EMF - Seeing is Believing


EMF.  Three letters which give very serious cause for concern.  Whether from cell phones, computer routers or overhead power lines, this EMF energy is all around us.

It's one thing to know it exists, but another to be able to actually see it, or at least see the effects.  We know the wind exists, because we can see it moving a field of wheat, and in the same way there are ways of seeing EMF energy in the world around us too.

Richard Box, artist in residence at Bristol University's Physics department, struck upon a remarkable idea for an art installation after a chance conversation with a friend.  ‘He was telling me he used to play with a fluorescent tube under the pylons by his house,’ says Box. ‘He said it lit up like a light sabre.’

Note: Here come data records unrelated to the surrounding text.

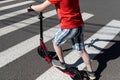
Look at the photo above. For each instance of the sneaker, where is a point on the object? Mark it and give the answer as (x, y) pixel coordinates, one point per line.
(58, 64)
(91, 75)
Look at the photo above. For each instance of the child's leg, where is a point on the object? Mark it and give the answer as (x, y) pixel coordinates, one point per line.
(60, 38)
(59, 52)
(86, 60)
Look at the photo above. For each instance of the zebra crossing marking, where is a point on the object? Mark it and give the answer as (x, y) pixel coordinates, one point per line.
(24, 23)
(5, 1)
(12, 14)
(24, 47)
(15, 5)
(104, 33)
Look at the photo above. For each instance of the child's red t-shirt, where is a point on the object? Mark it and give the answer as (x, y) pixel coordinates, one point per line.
(68, 13)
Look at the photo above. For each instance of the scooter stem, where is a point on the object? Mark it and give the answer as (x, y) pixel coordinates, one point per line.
(41, 25)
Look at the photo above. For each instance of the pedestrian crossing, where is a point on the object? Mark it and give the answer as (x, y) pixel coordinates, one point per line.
(108, 32)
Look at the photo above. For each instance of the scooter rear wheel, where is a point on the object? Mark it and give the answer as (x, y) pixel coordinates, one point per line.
(41, 51)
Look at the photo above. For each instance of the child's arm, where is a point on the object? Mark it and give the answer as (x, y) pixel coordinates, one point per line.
(41, 7)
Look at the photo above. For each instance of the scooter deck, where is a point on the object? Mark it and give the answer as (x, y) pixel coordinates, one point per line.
(74, 73)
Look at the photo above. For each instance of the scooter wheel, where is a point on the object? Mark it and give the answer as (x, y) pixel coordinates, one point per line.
(41, 52)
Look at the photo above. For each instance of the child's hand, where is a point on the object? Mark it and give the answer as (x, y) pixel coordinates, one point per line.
(30, 9)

Bristol University's Physics department had been leading some pioneering work on the effects of magnetic and electrical fields on human health.  Richard had been collaborating with the departments resident glass blower to create art from neon tubes.  But in talking to Denis Henshaw, professor of radiation effects, whose work inspired an investigation by the National Radiological Protection Board, he struck upon an idea to show the bleed off energy from the overhead power lines.   "I wanted to describe what happened within the field," Mr Box said. "There is always a power loss along any overhead power line, and the fluorescent tubes- all 1,301 of them- make the power loss visible. The result has surpassed all my expectations."

Professor Henshaw praised the work saying, 'It's very creative and it illustrates graphically that power lines do indeed have these electrical fields around them. Even when the bulbs are on the way out, and start flashing or flickering in their sockets, they still light up under the power lines.'

The amount of light emitted by the tubes varies with the weather conditions and the presence of someone walking among them can plunge those tubes close to them into darkness; the human body absorbing the EMF energy instead of the tube.  'You affect the lights by your proximity', says Richard, 'because you're a much better conductor than a glass tube. And there's sound as well as light - a crackling that corresponds to the flashing of the lights. There's a certain smell too, and your hair stands slightly on end.'

The pylons used in Richard’s installation are not typical, but one of a handful specially designed at a reduced height for use when a 400KV line came close to the flight path of Bristol International Airport.  And although most electricity pylons are built at a greater height, the art installation does illustrate quite dramatically, the EMF energies created by mains power lines.